The fire came right up to her, licked her and singed her, but she stands, as do every single one of the earthen buildings and the lower properties. The house is gone gone. The upper house that we called The Hillside House, a separate parcel of land with a little house on it that my mom chose to hang onto after the sale of Pine Manor, is gone gone.
Pine Manor was named after another property by the same name in Japan that was owned by my mom’s uncle and aunt, Thomas and Frances Blakemore. Their life story and legacy (part of which is captured in Tokyo Underworld, featuring Tom as an important American lawyer whose cases directly impacted the underworld of the era) of their fifty-plus years living in Japan before and after WWII ripples through our lineage. It’s becuase of Tom and Frances that Pine Manor exists. They gave the seed money for the cabin that burned in 1993 and forgave the loan, which allowed my mom to purchase this Pine Manor, grander in size and scope. It was also her time in Japan with them on the grounds of Pine Manor that seeded the idea of a space tucked away from the city, a place of respite and community and healing—some of what she experienced when she spent time at the Japanese Pine Manor.

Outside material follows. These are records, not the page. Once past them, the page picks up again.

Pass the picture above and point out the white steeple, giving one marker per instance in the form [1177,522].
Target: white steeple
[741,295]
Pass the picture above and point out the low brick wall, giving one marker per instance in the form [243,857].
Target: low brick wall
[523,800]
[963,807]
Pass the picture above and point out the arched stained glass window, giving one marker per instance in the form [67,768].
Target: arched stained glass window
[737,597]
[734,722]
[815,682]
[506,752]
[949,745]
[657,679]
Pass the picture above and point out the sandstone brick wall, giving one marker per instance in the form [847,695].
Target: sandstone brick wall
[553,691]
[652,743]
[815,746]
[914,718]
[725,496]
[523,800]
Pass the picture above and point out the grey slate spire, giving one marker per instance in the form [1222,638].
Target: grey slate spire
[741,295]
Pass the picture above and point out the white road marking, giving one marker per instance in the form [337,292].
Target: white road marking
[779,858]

To walk through a neighborhood decimated by fire is disorienting. I walked up the street and made a wrong turn because without the landmarks of the homes, I was lost. Up the street at a neighbors’ house, nothing remained but what is left of their garden.
Down at what was the Hillside House, we spent an hour raking through tiles and ashes to uncover what we could of my mom’s sand tray collection.

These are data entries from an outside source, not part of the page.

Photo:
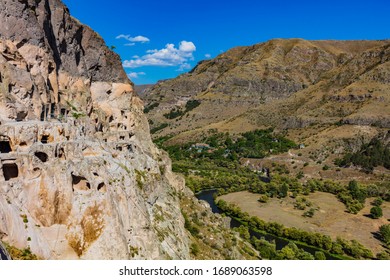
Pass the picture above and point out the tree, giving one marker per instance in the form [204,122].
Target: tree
[384,231]
[377,202]
[319,255]
[376,212]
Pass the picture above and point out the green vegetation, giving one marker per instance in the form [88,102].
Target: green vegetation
[384,232]
[20,254]
[376,212]
[369,156]
[150,107]
[339,246]
[214,163]
[158,128]
[191,227]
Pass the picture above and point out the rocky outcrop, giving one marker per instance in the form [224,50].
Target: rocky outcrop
[79,175]
[4,255]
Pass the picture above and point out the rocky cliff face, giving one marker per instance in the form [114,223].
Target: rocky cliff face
[79,175]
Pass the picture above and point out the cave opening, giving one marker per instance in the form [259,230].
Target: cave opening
[45,139]
[42,156]
[10,170]
[102,187]
[80,183]
[5,146]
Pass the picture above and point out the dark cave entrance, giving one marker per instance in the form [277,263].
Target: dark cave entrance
[10,170]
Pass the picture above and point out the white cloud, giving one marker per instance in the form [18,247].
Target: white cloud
[184,66]
[133,40]
[135,75]
[168,56]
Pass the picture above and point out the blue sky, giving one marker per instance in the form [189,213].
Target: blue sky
[163,39]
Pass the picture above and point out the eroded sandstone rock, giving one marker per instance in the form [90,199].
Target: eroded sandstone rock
[79,175]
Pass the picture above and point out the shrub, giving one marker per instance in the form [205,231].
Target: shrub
[384,232]
[376,212]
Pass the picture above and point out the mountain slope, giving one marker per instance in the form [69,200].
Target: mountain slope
[281,83]
[79,175]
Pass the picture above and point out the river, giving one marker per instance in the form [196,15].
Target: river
[279,242]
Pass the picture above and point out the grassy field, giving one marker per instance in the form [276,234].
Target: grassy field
[330,219]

We salvaged a whole boxfull of things:
I am struck by what remains. That the earthen buildings survived tells us something about what structures we should be building in fire zones. In the before and after, there is heartbreak, but also gratitude. Gratitude for these thirty years. Places and things hold memories for us, but we hold our memories inside of us much more profoundly. I’m reminded of memorists I’ve worked with over the years who feel they cannot continue unless they have their journals, or their photos, or something to support them to capture what was in a tangible way. Yesterday, this little boxfull of tangible things was all we left with, but my heart is so very full. Pine Manor is my mom’s legacy and the fire does not change that. My brother and I were shaped as much by my mom and her life’s work as my mom was shaped by her uncle and aunt’s. My own life’s work is anchored by community, by story, and by holding a place and space for people’s self-expression. This was exactly what Pine Manor and my mom did, just from another angle. Our legacies inform us, carry us, give meaning to the things we choose to do—and the things that choose us.
If you have a story of legacy to share in the comments, I hope you will. To Mama-san, the gratitude runs deep and the memories are forever.
Oh my, what a layer of story here. Amongst the ruin, so much love and space holding. Knowing these things about you and your mama makes me think, if course, this is why Brooke is who she is. What an amazing lineage she comes from. My deepest sympathy for the loss. But earth Mama and Angels made it through! Yay for that!
I have to move into long term care here in Ontario, Canada. Even though I’m only 74, a fall left me unable to walk and becoming incontinent. Twenty years ago I moved from a house to apartment but still had room for my journals and photos. This time I share a room and so have no space for those albums. I THOUGHT I needed them to write my memoir but your article reminded me that I still have the memories just not the physical reminders. Thanks, Brooke!